Ecuador ha sido un ejemplo de acogida en la región. Su Constitución de 2008, reconoce el derecho a migrar y contiene numerosas referencias a la movilidad humana y a la protección de la población migrante. Pasó de ser un país eminentemente emigrante a ser el mayor receptor de refugiados de Latinoamérica, sobre todo de colombianos y más recientemente de venezolanos. Sin embargo, desde 2011 Ecuador empezó a endurecer su política, favoreciendo a los migrantes nacionales del área de Mercosur y esquemas de movilidad temporal, y restringiendo o dificultando la obtención del asilo y protección internacional con exigencias cada vez más complejas. Poco a poco, a medida que la inestabilidad crecía en la frontera con Colombia y Venezuela, la inmigración empezó a entrar en el ámbito de la seguridad durante el gobierno de Rafael Correa y se consolidó en el actual de Lenin Moreno.

Panamá ha aplicado desde 2014 la política del Flujo Controlado junto a Colombia y Costa Rica consistente en ordenar el tránsito de migrantes llegados del Tapón de Darién de camino hacia Norteamérica. Panamá recibía a los supervivientes de la proeza, les ofrecía alimento y cuidados sanitarios con el doble objetivo de evitar que cayeran en las redes de trata y también de registrarles y verificar que no eran un peligro para la seguridad nacional. Por este proceso, cada día se autorizaba a 100 de estos migrantes a entrar en Costa Rica de una forma ordenada. Gracias a este sistema, Colombia, Panamá y Costa Rica, auxiliaban, protegían y acompañaban a estos migrantes en su travesía hacia Centroamérica. En 2015 y 2016, la llegada de 60.000 migrantes obligó a cerrar las fronteras entre Panamá, Costa Rica y Nicaragua. En la primavera de 2019, llegaron 7.316 migrantes antes del paréntesis de la época de lluvias, la mayoría haitianos y cubanos, pero entre ellos muchos provenientes de Congo, Camerún, India, Bangladesh o Sri Lanka. El anterior gobierno del presidente Juan Carlos Varela propuso al Sistema de la Integración Centroamericana (SICA) ampliar la política de Flujo Controlado a este ámbito para evitar que tras su paso por Panamá los migrantes volvieran a caer en las mafias de trata y se les perdiera el rastro en su tránsito hacia EE UU. Pero con el cambio de gobierno, la nueva presidencia de Laurentino Cortizo prepara el borrador de una nueva ley migratoria que probablemente cambiará este enfoque colaborativo y humanitario del Flujo Controlado por otro más orientado a la protección de fronteras.

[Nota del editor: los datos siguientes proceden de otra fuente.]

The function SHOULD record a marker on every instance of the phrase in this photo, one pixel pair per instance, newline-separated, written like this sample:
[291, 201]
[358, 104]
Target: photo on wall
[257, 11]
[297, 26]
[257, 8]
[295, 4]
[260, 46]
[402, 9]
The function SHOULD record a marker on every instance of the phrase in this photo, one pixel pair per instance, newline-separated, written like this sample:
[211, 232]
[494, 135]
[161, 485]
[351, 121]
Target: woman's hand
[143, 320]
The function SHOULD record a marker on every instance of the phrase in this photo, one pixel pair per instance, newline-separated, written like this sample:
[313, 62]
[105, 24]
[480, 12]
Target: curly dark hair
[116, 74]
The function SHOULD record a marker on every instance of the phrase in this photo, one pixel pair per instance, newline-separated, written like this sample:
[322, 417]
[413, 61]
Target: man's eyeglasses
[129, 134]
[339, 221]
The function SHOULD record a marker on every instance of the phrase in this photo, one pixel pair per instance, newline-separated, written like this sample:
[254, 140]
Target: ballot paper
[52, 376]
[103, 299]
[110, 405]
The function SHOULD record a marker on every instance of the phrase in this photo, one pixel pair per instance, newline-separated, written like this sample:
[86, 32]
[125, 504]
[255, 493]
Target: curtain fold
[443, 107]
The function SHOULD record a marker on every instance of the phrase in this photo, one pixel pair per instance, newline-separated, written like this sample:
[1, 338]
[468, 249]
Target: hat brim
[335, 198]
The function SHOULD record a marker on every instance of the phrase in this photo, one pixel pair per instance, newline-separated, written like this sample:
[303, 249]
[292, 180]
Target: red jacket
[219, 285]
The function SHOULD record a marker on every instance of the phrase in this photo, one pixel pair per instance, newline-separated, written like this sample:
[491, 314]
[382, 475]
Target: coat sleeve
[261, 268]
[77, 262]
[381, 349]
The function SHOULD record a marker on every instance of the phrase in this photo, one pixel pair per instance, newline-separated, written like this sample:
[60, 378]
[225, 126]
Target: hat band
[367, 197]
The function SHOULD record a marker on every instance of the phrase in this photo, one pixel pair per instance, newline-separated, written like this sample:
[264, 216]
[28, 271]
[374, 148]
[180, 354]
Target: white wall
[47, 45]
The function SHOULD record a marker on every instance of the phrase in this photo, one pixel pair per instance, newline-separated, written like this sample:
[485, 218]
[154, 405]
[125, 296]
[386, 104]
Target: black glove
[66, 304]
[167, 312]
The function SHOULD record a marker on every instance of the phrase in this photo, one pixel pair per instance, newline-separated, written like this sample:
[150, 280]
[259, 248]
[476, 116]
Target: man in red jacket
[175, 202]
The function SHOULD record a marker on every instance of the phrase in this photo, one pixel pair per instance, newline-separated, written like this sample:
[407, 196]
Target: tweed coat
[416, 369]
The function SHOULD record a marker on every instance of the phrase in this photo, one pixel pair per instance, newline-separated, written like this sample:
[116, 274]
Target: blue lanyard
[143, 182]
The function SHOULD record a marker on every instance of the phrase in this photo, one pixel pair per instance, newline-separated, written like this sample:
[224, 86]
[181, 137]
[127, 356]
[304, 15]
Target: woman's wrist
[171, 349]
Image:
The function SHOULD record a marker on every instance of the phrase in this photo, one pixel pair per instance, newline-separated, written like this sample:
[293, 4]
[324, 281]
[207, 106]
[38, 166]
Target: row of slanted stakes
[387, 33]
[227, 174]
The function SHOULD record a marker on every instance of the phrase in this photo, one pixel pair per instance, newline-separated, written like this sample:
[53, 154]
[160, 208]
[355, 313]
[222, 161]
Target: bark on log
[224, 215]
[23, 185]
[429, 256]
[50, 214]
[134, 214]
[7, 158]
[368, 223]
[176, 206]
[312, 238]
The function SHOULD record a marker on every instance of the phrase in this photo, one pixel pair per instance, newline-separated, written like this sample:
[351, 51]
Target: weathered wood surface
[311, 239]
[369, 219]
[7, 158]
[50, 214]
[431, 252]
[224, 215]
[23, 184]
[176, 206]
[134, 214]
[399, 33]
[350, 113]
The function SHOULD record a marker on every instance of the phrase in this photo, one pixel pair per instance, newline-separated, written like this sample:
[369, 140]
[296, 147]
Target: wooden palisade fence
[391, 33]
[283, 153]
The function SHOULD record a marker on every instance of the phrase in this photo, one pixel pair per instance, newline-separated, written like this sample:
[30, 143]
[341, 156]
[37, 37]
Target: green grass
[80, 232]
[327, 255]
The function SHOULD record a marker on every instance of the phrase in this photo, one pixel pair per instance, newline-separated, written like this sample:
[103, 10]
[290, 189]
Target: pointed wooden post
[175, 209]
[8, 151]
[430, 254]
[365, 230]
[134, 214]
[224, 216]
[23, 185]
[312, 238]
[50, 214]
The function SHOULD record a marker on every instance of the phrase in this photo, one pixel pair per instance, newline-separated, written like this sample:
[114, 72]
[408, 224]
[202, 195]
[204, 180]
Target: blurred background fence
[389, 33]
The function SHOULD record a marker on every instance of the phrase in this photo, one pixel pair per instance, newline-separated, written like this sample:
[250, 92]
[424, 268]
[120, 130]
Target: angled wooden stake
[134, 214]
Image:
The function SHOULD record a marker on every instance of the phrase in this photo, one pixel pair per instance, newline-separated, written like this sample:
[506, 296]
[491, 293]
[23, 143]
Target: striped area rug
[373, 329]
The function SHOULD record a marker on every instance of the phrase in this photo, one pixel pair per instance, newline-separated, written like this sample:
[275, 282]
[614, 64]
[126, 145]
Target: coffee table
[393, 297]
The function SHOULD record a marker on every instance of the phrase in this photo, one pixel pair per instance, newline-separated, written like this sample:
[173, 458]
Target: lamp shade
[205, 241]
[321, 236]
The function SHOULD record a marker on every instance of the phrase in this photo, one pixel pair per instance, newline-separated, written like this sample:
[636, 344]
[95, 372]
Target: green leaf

Tras más de una década, las migraciones extracontinentales hacia Latinoamérica parecen consolidarse como un fenómeno estructural y permanente. Proteger a estos migrantes especialmente vulnerables y sin redes ni referencias locales parece una obligación regional más que estrictamente nacional. La irrupción de la pandemia de la COVID19 supone un nuevo obstáculo en esta epopeya. El cierre de fronteras, la suspensión de los procesos de asilo, la dificultad de proteger a estas personas y el miedo y la discriminación que suelen resurgir en las crisis sanitarias añaden más sufrimiento y desamparo. Todas las etapas nacionales de estos migrantes deberían tener una política pública específica y una responsabilidad humanitaria que les protegiese. América Latina, como tierra forjada en la migración, ha demostrado que sabe responder a estos retos mucho mejor que los europeos. Estos migrantes son una prueba más de la tenacidad humana en busca de una vida mejor.